BUSCANDO RECONOCIMIENTO

(Lc 21,1-4)


En la vida todo lo que hacemos persigue un fin. Normalmente, ese fin busca darnos gloria y, para ello, tratamos de que se vea y luzca y, de esa forma, nos dé gloria. Convergeremos en que lo que se haga sin pretender alcanzar ese fin tendrá más valor que lo otro.

Normalmente las cosas pequeñas e insignificantes tienen poco valor, o le damos nosotros poco valor. Son más destacadas las grandes, y en esa proporción las valoramos más. De tal forma que, aquellos fariseos que echaban sus monedas en el arca del Tesoro, lo hacían con la intención de ser vistos y de alcanzar fama de buenas personas, bienhechores y gloria en el pueblo.

Sin embargo, los que poco echaban, quizás porque no tenían, pasaban desapercibido y no se les daba importancia. Jesús nos descubre todo lo contrario. La importancia de lo que se da no está en proporción a la cantidad o abundancia, sino a la intención de la generosidad y a la cantidad compartida respecto a lo que se tiene. Así, aquella pobre viuda fue exaltada por Jesús, a pesar de sus dos reales, porque dio todo lo que tenía, mientras que los otros, los fariseos, daban de lo que les sobraba.

No se trata, pues, de dar, sino de compartir. Porque dar consiste en desprenderte de algo que quizás tienes mucho y te sobra, mientras que compartir es distribuir lo que tienes en partes. Se trata de partir con, es decir, con aquellos que necesitan y tienen poco. Repartir, también significado de compartir, con los que necesitan para vivir. Por lo tanto, el valor de ese dar se esconde en si das o compartes.

Tratemos de imitar a la viuda compartiendo nuestra vida. No sólo con dinero, sino también con tiempo y disponibilidad. Experimentamos que eso nos cuesta y se nos hace difícil, pero también experimentamos que necesitamos la fuerza y Gracia del Espíritu Santo para poder ser generosos y compartir. Por eso necesitamos orar y pedir.

domingo, 22 de noviembre de 2015

EL SEÑOR, CENTRO Y REY DE NUESTRA VIDA

(Jn 18,33-37)


Para los que seguimos a Jesús, Él es nuestro Rey. No hay ninguna duda. Jesús es el centro y Rey de nuestras vidas. Pero, para aquellos que esperan de Jesús, poder, mando, riquezas y fuerzas, no está claro que un, aparenten, pobre y humilde hombre sea el Señor y salvador del mundo.

Esa es la disyuntiva. Si esperamos un Dios poderoso que impone su poder y su fuerza, Jesús no responde a esas expectativas. Jesús es más bien un estorbo.

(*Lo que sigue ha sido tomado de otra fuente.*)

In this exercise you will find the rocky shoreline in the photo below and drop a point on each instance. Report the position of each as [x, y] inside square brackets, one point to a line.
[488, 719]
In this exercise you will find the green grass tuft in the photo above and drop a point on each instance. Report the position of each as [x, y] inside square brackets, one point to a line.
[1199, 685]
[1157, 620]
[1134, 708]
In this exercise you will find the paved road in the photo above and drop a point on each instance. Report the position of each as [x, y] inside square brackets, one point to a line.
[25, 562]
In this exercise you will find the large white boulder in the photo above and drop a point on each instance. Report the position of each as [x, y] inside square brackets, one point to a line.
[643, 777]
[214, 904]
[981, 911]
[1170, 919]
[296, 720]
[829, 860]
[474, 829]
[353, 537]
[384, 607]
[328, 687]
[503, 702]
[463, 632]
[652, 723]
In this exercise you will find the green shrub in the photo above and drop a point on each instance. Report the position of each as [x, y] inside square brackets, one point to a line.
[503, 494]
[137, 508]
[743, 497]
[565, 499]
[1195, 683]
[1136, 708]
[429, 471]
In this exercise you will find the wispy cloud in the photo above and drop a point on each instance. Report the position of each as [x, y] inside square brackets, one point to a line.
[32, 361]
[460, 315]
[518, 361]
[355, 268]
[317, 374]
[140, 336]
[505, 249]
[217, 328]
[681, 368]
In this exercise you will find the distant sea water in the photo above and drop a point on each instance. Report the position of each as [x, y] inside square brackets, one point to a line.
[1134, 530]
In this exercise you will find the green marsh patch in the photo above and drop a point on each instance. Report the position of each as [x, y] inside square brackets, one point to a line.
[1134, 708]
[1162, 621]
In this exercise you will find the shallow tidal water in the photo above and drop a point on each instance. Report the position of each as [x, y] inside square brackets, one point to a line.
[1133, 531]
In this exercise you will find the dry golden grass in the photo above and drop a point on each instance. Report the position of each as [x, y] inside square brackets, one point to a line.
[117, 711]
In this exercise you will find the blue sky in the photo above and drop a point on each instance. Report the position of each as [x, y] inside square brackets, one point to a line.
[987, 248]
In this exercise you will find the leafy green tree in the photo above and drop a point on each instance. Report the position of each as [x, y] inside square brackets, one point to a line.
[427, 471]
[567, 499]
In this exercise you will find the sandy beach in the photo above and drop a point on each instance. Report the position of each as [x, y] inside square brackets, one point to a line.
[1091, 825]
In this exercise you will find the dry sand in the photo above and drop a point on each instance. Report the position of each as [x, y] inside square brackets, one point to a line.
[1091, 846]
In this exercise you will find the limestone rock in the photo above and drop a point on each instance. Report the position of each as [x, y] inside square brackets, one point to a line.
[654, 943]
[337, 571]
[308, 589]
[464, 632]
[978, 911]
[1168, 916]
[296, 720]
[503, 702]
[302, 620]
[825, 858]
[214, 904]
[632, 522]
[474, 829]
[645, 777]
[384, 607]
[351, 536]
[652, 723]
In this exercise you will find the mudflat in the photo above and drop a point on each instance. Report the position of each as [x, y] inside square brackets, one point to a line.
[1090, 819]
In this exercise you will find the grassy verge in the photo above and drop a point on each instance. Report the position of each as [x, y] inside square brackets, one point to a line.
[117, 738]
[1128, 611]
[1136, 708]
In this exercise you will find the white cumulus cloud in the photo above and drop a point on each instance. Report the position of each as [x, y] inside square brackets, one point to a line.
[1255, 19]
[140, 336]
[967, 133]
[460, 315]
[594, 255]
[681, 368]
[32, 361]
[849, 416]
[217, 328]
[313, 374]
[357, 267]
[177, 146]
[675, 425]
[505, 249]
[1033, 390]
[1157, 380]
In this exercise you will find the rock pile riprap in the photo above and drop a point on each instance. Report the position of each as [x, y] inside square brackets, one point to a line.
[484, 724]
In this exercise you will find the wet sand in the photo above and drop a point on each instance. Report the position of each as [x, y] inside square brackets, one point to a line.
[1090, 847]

Eso fue lo que pensaron muchos judíos de aquel tiempo, y también los romanos que ocupaban el poder de la época. Precisamente Pilato, irónicamente, le preguntó sobre su reinado.

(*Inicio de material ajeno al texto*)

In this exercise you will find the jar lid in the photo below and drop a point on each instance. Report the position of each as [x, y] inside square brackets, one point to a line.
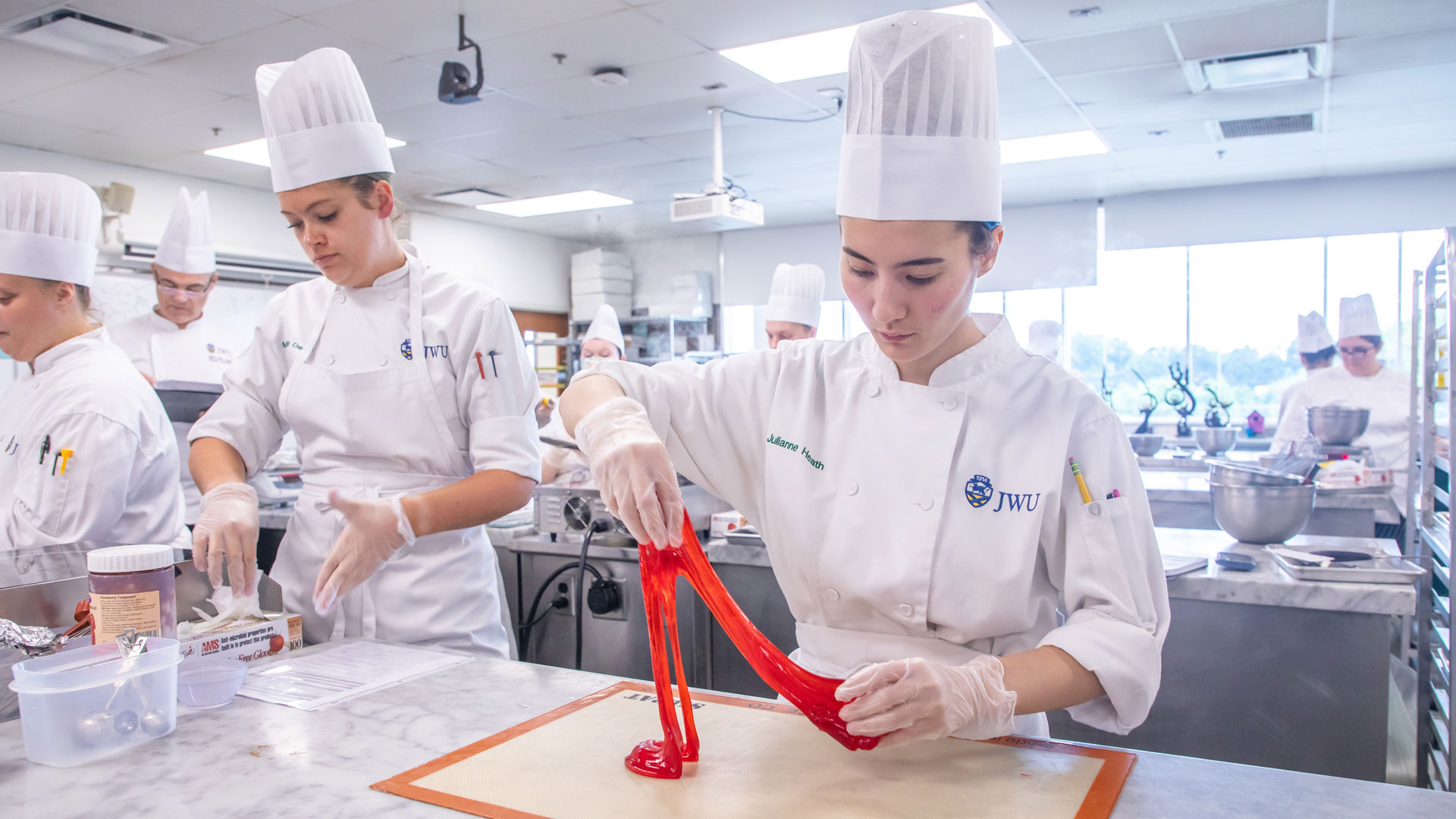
[115, 560]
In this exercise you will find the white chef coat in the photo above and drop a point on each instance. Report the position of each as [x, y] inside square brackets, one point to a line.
[1388, 397]
[932, 521]
[386, 397]
[573, 468]
[120, 484]
[197, 353]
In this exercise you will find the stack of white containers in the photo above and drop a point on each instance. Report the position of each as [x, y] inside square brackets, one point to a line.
[601, 278]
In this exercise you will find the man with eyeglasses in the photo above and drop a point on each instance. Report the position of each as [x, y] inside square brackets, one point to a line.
[172, 341]
[1365, 381]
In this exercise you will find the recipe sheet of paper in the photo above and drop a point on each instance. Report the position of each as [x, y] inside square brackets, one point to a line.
[343, 672]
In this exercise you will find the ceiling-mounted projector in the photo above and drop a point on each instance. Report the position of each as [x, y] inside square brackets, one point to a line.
[717, 206]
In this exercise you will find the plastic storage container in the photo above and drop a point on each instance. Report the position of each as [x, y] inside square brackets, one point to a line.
[133, 588]
[91, 703]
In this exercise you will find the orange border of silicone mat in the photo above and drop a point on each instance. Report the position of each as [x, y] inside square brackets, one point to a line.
[1097, 805]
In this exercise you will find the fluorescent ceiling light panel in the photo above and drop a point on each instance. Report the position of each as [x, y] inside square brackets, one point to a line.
[1266, 69]
[821, 53]
[255, 152]
[89, 38]
[558, 203]
[1052, 146]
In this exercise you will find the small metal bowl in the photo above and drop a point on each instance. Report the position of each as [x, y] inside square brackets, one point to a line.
[1261, 515]
[1337, 426]
[1216, 441]
[1147, 444]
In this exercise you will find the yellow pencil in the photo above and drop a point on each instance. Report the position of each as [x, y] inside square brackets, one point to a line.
[1076, 472]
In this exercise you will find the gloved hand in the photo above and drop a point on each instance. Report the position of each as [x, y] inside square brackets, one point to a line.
[228, 531]
[918, 698]
[373, 532]
[631, 466]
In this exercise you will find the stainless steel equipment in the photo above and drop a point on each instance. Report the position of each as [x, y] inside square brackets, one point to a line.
[1147, 444]
[1261, 515]
[1337, 426]
[1216, 441]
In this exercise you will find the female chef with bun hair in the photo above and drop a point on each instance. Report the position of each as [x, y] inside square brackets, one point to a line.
[408, 390]
[912, 484]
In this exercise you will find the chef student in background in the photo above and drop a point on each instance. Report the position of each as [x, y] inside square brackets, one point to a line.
[1366, 382]
[175, 340]
[406, 387]
[89, 455]
[912, 484]
[564, 466]
[794, 302]
[1316, 353]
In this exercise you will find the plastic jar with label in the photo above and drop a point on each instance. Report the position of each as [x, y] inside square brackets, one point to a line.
[133, 588]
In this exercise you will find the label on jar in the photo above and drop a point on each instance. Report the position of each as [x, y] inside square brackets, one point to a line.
[114, 614]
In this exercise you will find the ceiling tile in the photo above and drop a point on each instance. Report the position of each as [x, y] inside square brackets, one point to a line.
[30, 71]
[1366, 18]
[655, 82]
[622, 39]
[530, 139]
[435, 121]
[1128, 49]
[231, 64]
[114, 99]
[1294, 98]
[1256, 30]
[1429, 82]
[1394, 52]
[1133, 83]
[194, 20]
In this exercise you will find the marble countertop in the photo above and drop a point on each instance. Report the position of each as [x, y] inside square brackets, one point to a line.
[1269, 585]
[1188, 487]
[261, 760]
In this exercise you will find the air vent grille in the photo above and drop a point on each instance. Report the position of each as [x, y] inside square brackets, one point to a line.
[1267, 126]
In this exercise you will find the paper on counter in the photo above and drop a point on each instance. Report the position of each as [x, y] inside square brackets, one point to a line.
[343, 672]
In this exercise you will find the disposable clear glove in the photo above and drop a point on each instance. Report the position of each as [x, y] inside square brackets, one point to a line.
[228, 531]
[631, 466]
[373, 532]
[906, 700]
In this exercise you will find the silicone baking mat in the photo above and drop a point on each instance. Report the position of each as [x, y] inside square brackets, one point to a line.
[758, 760]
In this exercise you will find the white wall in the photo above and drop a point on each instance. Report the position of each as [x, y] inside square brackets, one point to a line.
[530, 271]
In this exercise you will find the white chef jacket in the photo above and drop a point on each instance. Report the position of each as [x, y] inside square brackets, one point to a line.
[1388, 397]
[932, 521]
[121, 482]
[382, 410]
[201, 353]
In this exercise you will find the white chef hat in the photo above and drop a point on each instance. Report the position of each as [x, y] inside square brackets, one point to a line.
[1357, 316]
[187, 243]
[49, 228]
[921, 121]
[319, 121]
[795, 293]
[1313, 335]
[606, 327]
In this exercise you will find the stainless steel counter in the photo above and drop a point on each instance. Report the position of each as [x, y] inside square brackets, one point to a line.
[261, 760]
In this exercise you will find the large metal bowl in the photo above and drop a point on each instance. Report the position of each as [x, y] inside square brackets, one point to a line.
[1242, 474]
[1337, 426]
[1263, 515]
[1147, 444]
[1216, 441]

Jesús, firme y seguro de su misión e identidad, respondió: «Mi Reino no es de este mundo. Si mi Reino fuese de este mundo, mi gente habría combatido para que no fuese entregado a los judíos: pero mi Reino no es de aquí». Entonces Pilato le dijo: « ¿Luego tú eres Rey?». Respondió Jesús: «Sí, como dices, soy Rey. Yo para esto he nacido y para esto he venido al mundo: para dar testimonio de la verdad. Todo el que es de la verdad, escucha mi voz».

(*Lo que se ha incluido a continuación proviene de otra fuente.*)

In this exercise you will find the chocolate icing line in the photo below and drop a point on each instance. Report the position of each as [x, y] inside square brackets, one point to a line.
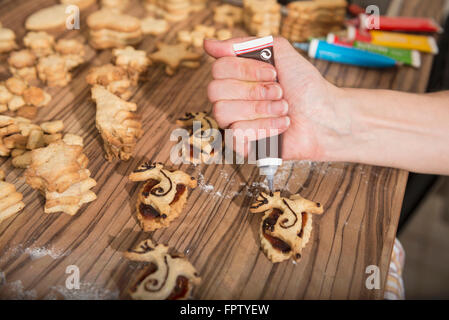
[296, 217]
[157, 191]
[150, 282]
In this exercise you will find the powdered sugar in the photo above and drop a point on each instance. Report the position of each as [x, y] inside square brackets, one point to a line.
[87, 291]
[33, 252]
[40, 252]
[15, 290]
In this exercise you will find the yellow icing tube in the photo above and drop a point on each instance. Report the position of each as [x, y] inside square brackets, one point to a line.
[404, 41]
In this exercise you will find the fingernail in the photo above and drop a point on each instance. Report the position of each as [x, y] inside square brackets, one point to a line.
[280, 123]
[266, 74]
[274, 92]
[279, 108]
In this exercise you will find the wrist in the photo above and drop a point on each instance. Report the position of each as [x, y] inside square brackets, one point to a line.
[347, 126]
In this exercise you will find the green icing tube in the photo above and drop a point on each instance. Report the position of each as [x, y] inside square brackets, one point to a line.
[408, 57]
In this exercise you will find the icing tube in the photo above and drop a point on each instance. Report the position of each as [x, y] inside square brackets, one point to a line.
[268, 156]
[347, 38]
[405, 56]
[404, 24]
[404, 41]
[319, 49]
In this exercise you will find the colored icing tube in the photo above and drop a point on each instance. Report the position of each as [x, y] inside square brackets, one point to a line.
[405, 56]
[405, 24]
[319, 49]
[404, 41]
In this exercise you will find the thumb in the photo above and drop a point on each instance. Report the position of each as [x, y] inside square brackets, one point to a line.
[218, 49]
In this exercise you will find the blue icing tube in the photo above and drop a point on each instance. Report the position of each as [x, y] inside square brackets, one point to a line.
[319, 49]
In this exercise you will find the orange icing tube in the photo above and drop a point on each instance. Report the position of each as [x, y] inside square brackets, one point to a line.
[404, 41]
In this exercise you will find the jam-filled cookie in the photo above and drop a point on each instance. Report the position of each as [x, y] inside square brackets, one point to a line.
[205, 142]
[169, 276]
[286, 224]
[162, 197]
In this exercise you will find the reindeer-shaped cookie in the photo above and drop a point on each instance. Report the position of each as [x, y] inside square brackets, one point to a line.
[169, 276]
[286, 224]
[162, 197]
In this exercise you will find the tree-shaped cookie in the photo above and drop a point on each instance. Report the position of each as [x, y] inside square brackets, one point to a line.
[118, 125]
[286, 224]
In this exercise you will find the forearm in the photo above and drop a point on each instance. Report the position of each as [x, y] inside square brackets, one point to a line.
[394, 129]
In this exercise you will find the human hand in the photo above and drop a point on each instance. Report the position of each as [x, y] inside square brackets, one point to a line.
[301, 105]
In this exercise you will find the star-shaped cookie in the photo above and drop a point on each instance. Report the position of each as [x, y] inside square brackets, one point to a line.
[175, 56]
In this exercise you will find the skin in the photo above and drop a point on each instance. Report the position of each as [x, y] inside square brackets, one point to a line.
[322, 122]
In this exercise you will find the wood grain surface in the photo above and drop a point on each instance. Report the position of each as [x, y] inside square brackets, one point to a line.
[216, 231]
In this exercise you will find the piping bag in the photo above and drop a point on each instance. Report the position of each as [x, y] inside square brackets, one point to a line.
[268, 155]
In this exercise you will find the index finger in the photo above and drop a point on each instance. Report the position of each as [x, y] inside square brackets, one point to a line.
[219, 49]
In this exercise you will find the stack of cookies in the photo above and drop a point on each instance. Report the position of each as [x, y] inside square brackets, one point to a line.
[262, 17]
[59, 172]
[307, 19]
[22, 64]
[10, 199]
[197, 5]
[228, 15]
[133, 61]
[118, 5]
[7, 40]
[171, 10]
[112, 29]
[18, 137]
[113, 78]
[16, 95]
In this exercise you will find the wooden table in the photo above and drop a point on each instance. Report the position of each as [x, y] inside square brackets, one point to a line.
[216, 231]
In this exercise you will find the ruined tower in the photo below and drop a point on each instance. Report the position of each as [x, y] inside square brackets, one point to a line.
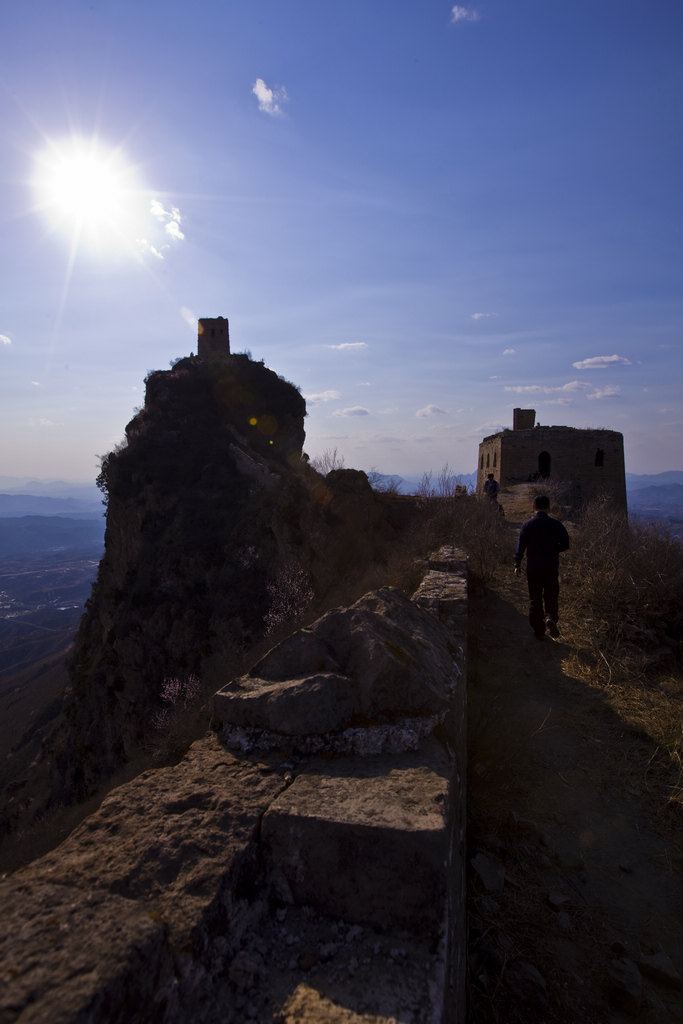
[213, 337]
[590, 461]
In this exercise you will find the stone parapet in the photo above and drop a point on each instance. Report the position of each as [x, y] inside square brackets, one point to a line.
[268, 882]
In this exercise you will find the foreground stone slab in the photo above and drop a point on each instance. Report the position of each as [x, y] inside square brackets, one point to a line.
[382, 659]
[367, 839]
[70, 955]
[173, 839]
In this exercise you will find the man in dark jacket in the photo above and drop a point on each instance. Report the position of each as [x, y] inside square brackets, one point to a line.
[542, 539]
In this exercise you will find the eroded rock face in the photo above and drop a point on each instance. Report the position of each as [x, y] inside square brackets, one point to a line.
[217, 532]
[380, 662]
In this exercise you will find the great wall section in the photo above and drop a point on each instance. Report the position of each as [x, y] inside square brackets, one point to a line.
[304, 862]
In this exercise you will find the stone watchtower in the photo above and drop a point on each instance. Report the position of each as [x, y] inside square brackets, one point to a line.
[213, 337]
[590, 462]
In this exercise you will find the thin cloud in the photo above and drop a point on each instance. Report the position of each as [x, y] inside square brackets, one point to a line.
[351, 411]
[170, 218]
[269, 100]
[430, 411]
[315, 399]
[601, 363]
[538, 389]
[610, 391]
[173, 228]
[146, 247]
[460, 13]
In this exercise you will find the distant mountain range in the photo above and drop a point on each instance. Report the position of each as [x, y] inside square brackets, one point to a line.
[28, 504]
[636, 481]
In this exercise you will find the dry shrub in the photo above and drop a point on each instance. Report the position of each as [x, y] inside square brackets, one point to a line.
[624, 601]
[627, 587]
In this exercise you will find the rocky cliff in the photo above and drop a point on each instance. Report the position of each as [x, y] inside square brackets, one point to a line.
[217, 532]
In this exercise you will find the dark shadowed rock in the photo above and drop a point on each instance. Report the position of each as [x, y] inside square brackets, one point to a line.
[349, 836]
[380, 660]
[77, 955]
[174, 839]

El amor es el arma que Jesús pone en acción. Porque de no ser el amor, ni un instante le hubiese bastado para imponerse. Sólo con pensarlo estaría realizado. Jesús, cumpliendo la misión encomendada por su Padre, ha venido a redimirnos por amor y con amor. Su Reino, como nos ha dicho, es un Reino de amor, de justicia y de paz. Y Él es el ejemplo y la Víctima propiciatoria que nos redime y nos rescata dando su Vida por amor.

El Señor es nuestro único y verdadero Rey, y en Él ponemos todas nuestras esperanzas. Un Rey que nos habla desde el corazón, y que ha escrito dentro de cada uno de sus hijos la ley del Amor. Porque todos los hombres sentimos, deseamos y queremos amar.